И мы все время ждем каких-то поводов. А жизнь — она прямо сейчас, тут происходит, она ценна сама по себе, понимаете? Сама жизнь — и есть повод. Нужно помнить, что каждый достоин уважительного обращения, нормальной жизни. И себе нужно говорить: я достоин этого.
«Многие ждут: „Вот как откроется окно возможностей!“ Ребята, даже если оно сейчас откроется, у вас не будет сил что-то делать»
— Чтобы не страдать по тому, что произошло, нужно, чтобы война закончилась. А она продолжается. Когда ситуация не завершена, очень сложно отгоревать и отпустить ее, — объясняет собеседница. — Еще поэтому, выживая и пережидая этот момент, мы зависаем в безвременье.
Если говорить в целом, то отказывать себе в жизни здесь и сейчас — неправильно. Во-первых, это рождает пассивность: человек чувствует себя такой лягушкой в банке с молоком, которая тонет, теряет силы. Когда мы активничаем, тренируемся, ходим в спортзал, качаем мышцы, мы и чувствуем себя лучше, нам легче быть активными. А чем больше «замораживаемся» и пассивно сидим, тем сложнее из этого состояния выдернуться, шевелиться — мы закрепляем у себя опыт «я не могу, я сижу и жду». Организм запоминает: я так живу, я остановленный, замерший в ужасе и забывающий дышать. Надо помнить, что это именно так работает, и усилием воли этому противостоять, вытягивать себя и друг друга на кофе, совместные проекты, работу, какой-то движ.
Даже на символическом уровне сейчас идет борьба между либидо и мортидо (жизненной энергией и энергией смерти), и нужно поставить себе задачу активничать, чтобы жизнь победила. Говорить ей «да» как можно чаще. Сажать цветы, покупать их в эмиграции — да. Ходить в спортзал, знакомиться — да. Если вы в Беларуси — заботьтесь о своей безопасности, будьте осторожными, но делайте все то же самое, продолжайте дышать, жить, активничать.
Многие ждут: «Вот как откроется окно возможностей!» Ребята, даже если оно сейчас откроется, а вы в таком состоянии, у вас не будет сил что-то делать просто потому, что мышцы атрофировались на физическом и символическом уровнях. Не хватит энергии, чтобы действовать, что-то менять.

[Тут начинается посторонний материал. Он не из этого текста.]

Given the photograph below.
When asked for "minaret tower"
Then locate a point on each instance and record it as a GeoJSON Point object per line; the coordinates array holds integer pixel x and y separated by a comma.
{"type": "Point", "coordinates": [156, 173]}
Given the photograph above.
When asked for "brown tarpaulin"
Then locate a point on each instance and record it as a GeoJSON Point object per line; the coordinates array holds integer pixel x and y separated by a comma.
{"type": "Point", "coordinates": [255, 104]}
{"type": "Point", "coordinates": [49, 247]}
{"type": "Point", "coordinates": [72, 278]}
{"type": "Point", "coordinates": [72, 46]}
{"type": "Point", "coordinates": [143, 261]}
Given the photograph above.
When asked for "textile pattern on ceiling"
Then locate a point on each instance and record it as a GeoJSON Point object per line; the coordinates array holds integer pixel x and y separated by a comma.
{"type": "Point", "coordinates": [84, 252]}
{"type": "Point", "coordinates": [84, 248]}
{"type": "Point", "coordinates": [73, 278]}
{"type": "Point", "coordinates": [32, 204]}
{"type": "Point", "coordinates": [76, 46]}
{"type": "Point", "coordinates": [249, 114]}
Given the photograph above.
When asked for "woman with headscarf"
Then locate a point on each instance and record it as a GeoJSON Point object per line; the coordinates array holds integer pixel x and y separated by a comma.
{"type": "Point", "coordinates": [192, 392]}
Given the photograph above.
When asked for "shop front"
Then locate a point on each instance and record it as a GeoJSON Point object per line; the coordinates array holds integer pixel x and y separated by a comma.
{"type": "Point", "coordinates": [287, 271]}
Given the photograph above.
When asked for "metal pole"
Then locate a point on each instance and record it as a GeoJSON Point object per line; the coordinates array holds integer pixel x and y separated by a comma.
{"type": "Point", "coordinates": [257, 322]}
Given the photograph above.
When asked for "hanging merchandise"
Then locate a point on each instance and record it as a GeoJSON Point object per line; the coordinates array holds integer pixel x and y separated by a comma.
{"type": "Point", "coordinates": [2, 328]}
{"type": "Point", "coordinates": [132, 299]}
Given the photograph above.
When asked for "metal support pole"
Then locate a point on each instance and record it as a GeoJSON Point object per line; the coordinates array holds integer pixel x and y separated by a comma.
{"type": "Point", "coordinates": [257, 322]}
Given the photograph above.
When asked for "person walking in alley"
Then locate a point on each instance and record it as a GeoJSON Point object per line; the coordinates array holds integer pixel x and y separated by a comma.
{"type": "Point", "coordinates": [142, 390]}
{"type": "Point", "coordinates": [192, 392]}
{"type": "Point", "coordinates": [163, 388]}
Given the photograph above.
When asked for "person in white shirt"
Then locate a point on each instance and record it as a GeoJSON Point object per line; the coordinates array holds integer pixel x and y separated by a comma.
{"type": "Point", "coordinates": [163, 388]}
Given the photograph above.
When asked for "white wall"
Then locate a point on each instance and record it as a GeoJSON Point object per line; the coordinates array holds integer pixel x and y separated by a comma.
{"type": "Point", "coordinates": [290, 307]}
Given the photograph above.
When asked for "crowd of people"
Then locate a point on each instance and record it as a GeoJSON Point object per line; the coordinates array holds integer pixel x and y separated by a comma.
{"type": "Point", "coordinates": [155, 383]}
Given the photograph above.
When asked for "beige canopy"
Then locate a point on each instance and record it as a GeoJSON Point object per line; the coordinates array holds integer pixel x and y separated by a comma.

Советская школа и белорусская репрессивная машина поддерживают установку «не высовывайся». Нужно вырабатывать другую — высовывайтесь, да, будьте аккуратными, но делайте что-то. Задача-минимум нынешнего времени — выжить и с учетом этого строить свои планы. Задача со звездочкой (и круто, если это будет получаться) — еще и жить, в этом смысл жизни. Надо стараться искать для этого поводы. Не храните красивые бокалы на праздники, не сберегайте конфету детям только на день рождения. Живите сегодня, ведь завтра не наступит никогда.